How Do You Know For Sure?

How do you know if you have a stress fracture, versus some other type of injury, like shin splints You have to examine your activity levels, nutrition, and other factors. If you are putting in a lot of miles, or are participating in a lot of practice and game hours, and if your pain does not lessen with rest, you may have a stress reaction in your bone.

X-rays will usually not show a stress fracture. The best test is a bone scan, which looks at how much bone is being broken down and rebuilt. An area of stress will show up as an area with lots of activity.

Your physician may recommend a bone scan if they think you may have a stress fracture.


Unfortunately, the best and most effective treatment for this injury is rest. It is the only way to allow the bone to rebuild itself. If you continue your activity, then you will continue to weaken the bone, and it will not be able to heal. In fact, it will continue to get worse, until it gets so weak that the bone actually breaks.

Most stress fractures are treated with some type of protected rest, perhaps in a walking boot. This lasts for several weeks, and then a very gradual return to activity. A hard cast is not necessary, as there isn't a true break to protect, but a walking boot allows for good protection of the injured area.


The best way to prevent this injury is to monitor your activity. Make sure you gradually accomodate to your sport. Don't jump in and start running 5 miles a day, 7 days a week. Work up slowly and give your bones time to get stronger.

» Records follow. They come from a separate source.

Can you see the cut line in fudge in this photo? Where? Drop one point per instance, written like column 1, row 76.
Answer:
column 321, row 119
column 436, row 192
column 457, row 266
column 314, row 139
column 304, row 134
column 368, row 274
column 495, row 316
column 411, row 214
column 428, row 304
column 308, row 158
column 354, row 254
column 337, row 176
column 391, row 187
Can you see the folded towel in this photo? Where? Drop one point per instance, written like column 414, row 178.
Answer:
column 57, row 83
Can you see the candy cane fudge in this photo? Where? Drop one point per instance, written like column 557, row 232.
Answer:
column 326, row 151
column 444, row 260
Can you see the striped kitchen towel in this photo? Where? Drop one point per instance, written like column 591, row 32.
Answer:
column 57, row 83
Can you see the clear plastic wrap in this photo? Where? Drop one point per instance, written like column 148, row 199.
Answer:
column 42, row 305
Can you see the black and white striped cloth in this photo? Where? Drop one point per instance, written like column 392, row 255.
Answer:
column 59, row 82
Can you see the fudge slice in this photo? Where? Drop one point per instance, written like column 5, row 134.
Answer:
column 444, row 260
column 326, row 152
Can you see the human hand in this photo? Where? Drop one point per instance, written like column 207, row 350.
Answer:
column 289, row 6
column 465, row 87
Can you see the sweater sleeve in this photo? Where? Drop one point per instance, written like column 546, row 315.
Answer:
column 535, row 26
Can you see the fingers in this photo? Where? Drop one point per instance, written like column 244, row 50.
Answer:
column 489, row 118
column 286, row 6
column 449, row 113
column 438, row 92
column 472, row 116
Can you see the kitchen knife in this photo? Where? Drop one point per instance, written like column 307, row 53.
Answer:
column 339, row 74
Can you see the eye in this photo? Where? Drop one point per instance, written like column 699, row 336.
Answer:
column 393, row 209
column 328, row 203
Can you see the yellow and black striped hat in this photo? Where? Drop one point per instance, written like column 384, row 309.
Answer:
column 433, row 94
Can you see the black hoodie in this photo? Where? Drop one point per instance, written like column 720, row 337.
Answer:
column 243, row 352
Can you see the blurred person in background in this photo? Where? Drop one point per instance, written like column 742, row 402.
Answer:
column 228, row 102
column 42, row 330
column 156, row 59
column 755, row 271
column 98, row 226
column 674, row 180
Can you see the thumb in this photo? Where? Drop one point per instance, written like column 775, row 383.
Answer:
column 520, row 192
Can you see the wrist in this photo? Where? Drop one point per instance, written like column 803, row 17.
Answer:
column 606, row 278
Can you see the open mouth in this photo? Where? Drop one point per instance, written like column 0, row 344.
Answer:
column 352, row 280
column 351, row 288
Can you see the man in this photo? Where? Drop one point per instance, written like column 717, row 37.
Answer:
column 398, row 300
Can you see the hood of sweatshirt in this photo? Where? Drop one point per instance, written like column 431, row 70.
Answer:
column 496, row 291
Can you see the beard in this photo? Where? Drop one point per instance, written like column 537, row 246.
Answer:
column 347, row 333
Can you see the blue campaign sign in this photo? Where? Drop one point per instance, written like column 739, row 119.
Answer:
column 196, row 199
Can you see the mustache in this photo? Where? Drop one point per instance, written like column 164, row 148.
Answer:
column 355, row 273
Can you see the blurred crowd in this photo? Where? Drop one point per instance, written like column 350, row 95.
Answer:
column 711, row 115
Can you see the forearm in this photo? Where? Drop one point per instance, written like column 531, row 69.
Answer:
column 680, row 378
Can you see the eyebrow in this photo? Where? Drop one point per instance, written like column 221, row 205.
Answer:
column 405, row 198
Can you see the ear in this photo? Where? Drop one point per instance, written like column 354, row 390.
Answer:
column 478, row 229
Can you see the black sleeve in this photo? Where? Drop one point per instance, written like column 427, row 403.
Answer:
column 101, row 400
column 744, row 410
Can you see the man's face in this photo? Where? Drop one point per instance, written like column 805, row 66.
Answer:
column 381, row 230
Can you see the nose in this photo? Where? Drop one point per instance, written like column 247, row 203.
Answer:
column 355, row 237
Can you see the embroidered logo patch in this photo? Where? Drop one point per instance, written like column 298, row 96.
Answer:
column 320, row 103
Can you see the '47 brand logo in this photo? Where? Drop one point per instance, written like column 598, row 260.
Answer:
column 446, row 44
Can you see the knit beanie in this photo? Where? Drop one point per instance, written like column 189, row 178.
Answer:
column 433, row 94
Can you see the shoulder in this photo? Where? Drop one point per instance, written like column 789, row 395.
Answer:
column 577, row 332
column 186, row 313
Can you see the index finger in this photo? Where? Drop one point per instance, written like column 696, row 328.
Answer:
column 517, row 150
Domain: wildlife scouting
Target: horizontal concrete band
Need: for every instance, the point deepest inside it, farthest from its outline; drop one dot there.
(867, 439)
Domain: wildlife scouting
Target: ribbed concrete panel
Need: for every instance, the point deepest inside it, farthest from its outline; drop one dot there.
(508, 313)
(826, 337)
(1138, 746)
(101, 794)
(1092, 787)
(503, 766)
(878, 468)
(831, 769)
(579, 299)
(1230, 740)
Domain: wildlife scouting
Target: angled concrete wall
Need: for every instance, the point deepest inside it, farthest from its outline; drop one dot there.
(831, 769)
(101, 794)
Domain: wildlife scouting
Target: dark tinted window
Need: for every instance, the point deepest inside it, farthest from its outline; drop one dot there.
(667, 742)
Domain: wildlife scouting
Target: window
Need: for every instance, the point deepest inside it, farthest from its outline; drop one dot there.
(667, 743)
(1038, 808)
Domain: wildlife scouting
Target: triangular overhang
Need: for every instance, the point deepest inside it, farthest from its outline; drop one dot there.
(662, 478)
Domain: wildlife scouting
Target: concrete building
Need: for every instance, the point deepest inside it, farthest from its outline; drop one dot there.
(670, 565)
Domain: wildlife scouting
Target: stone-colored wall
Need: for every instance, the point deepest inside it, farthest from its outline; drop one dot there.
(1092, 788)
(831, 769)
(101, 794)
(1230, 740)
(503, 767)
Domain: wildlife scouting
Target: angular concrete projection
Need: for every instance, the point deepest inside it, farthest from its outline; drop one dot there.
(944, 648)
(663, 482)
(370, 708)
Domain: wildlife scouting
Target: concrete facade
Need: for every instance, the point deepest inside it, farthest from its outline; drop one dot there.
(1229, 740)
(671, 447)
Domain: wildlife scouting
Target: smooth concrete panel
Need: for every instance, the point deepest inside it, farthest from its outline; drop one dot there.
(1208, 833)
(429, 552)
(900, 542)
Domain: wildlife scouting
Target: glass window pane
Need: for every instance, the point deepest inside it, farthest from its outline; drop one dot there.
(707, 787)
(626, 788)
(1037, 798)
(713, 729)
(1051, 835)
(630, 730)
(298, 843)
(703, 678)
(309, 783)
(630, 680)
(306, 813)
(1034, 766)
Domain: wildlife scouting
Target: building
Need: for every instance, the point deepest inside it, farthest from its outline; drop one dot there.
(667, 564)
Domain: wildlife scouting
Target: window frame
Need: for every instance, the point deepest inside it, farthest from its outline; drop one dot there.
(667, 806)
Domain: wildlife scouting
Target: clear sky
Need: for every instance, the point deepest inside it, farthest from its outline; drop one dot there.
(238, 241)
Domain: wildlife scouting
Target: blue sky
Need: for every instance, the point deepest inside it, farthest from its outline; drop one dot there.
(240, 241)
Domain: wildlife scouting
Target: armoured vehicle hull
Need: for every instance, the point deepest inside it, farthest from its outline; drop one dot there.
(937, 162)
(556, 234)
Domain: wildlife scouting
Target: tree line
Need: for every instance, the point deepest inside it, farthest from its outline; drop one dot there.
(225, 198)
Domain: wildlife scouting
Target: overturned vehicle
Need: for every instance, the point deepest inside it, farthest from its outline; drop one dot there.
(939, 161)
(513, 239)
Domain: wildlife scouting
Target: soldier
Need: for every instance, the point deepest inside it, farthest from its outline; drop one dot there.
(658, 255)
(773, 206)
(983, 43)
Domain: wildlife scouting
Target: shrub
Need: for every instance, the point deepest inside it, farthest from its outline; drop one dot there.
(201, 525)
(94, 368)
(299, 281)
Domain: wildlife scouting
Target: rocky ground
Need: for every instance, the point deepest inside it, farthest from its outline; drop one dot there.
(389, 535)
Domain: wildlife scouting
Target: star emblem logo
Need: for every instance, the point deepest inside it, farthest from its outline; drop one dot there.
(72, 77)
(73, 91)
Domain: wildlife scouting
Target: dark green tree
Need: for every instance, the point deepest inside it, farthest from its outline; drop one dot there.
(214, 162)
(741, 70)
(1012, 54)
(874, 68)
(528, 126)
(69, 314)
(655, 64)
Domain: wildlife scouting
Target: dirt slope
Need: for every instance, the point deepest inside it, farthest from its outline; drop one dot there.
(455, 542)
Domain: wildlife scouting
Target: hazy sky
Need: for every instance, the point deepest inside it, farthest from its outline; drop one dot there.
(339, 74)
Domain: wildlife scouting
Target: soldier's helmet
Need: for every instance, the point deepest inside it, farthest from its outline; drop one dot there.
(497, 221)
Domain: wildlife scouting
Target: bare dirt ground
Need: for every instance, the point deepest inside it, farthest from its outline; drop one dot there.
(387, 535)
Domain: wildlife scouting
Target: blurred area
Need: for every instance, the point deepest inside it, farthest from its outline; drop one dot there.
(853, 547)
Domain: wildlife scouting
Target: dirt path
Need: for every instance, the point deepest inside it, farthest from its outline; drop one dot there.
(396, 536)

Rest is also important. Your body cannot sustain levels of activity without rest for long periods of time. So, if you are a runner, take at least 2 days a week off. Give the bones time to recover, and they will thank you.

Athletic Shoes
Make sure you have good athetic shoes that support your feet. And that you are running or participating on good surfaces. Try to avoid running on hard concrete every day.

Good nutrition
is the final key to prevention. Make sure you eat a balanced diet, and get lots of calcium - milk, cheese, yogurt. It is very important for good bone health.


Stress fractures are common injuries, but they can be prevented. A gradual increase in activity, with planned days of rest, good shoes and proper diet are also important.

Treatment focuses on resting the injured area, and allowing the bones to rebuild themselves.